Lucy stares at the screen, trying to make sense of the numbers.
“I don’t get it. Why is that? It’s got like 30% more recall, that should catch way more fraud cases. The difference in precision is so small.”
“It’s because of the cost,” Janet explains. “Instead of 5 out of 10, it will now catch 8 out of 10 fraud cases, but for each 10 suspected cases, 9 will be honest customers. That’s more than twice as many, and those cases are more expensive.”
Lucy frowns at the screen for a bit longer, then nods.
“Yes. Yes, I see now. Okay, that sounds to me like we’ve got something to work with.”
The three agree for the team to continue working and to report regularly on their findings.
Lucy, Ehsan and Janet meet again after the development period for the proof of concept has concluded. Ehsan and Janet have prepared a few slides to help Lucy report the results of the project to her supervisor.
“So, what’s the latest result of the model development?”
Ehsan and Janet both smile.
“We managed to get both the precision and the recall up a little, to 23% and 76% respectively.” Janet says, and Ehsan adds:
“That means the F1 score is now up from 0.22912 to 0.23984.”
Lucy lets her eyes wander over the figures on the screen.

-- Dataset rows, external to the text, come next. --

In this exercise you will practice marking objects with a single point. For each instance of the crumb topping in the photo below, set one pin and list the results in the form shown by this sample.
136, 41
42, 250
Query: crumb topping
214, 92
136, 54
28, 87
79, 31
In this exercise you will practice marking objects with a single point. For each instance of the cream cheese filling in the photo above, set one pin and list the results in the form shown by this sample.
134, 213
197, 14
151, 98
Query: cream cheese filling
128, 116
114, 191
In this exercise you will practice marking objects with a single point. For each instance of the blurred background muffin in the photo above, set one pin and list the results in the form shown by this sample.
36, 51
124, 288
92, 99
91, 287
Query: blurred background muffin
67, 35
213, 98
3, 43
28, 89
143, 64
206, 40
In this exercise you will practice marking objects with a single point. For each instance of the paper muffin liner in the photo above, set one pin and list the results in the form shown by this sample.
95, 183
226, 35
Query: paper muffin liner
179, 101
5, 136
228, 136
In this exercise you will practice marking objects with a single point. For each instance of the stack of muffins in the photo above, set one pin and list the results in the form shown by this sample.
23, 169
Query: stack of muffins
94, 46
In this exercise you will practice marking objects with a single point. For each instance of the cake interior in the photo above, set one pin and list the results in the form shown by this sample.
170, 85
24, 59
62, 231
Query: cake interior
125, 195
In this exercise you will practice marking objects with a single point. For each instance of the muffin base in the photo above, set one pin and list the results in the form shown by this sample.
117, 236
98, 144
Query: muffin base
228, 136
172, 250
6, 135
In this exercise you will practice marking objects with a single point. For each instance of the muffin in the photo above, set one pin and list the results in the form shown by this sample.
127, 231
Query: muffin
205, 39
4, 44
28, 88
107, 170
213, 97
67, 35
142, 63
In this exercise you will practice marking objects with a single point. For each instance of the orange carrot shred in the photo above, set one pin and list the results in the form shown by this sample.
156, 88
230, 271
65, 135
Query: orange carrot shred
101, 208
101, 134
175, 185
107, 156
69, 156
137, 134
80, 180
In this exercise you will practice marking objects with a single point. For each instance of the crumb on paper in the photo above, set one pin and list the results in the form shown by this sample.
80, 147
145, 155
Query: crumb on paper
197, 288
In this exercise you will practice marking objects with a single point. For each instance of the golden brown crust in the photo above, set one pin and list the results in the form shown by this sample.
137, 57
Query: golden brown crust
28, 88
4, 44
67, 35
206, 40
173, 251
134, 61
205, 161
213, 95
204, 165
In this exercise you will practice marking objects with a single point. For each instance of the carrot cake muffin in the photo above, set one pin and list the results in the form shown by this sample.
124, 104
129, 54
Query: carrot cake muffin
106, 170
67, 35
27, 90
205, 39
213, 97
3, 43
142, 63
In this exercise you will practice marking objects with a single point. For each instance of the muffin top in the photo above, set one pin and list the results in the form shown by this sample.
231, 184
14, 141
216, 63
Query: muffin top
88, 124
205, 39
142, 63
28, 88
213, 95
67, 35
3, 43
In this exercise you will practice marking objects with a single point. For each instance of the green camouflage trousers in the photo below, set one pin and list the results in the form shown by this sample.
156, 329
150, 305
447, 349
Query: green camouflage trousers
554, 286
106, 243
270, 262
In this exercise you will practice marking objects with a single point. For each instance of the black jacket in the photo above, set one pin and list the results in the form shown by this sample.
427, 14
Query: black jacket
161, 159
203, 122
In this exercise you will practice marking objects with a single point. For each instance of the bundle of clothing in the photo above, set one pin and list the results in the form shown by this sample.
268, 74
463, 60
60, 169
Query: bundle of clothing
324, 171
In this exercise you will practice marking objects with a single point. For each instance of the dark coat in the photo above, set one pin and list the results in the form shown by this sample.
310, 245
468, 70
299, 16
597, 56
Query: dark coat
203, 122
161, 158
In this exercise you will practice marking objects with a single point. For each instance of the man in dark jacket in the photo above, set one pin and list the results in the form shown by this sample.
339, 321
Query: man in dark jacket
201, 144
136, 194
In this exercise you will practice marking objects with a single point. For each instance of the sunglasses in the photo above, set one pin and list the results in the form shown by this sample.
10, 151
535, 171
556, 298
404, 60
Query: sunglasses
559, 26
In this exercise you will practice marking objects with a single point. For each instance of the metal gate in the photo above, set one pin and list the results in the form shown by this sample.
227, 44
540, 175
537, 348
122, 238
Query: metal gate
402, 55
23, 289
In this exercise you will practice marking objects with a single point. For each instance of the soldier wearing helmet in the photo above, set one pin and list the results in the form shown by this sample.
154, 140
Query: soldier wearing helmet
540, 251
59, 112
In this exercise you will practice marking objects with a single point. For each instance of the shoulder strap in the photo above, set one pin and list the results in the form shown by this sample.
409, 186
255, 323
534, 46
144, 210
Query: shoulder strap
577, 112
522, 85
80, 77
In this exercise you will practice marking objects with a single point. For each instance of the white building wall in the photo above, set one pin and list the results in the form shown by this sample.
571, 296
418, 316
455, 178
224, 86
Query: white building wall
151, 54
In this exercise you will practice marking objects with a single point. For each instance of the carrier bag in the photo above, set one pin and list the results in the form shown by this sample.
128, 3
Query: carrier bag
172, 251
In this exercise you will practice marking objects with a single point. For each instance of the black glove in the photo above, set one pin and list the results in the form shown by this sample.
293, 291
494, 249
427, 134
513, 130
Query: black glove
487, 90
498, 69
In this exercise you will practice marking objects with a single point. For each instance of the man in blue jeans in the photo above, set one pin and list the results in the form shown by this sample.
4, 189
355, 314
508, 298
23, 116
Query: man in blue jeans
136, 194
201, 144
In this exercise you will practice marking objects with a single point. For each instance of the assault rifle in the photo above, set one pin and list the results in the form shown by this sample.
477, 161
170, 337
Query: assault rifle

“Good work! And this means the customer experience has not gotten worse, right?”
“Yes,” Ehsan confirms.
“And we catch 50% more fraud cases than before?”
“Great. You’ve given me some great tools to show the performance of the model. I’m really chuffed about what we’ve achieved. I’ll add your data to my presentation and let you know how we go.”
The board is impressed to have tangible, real world effects as part of the description of the model performance and applaud Lucy for a well-prepared presentation.
“Accuracy isn’t everything. Always bring it down to the dollar value,” she writes down, with a little set of scales drawn next to it. “If I can understand it, I can explain it.”
She puts the notes aside and turns to her laptop. Time to get on to the next project.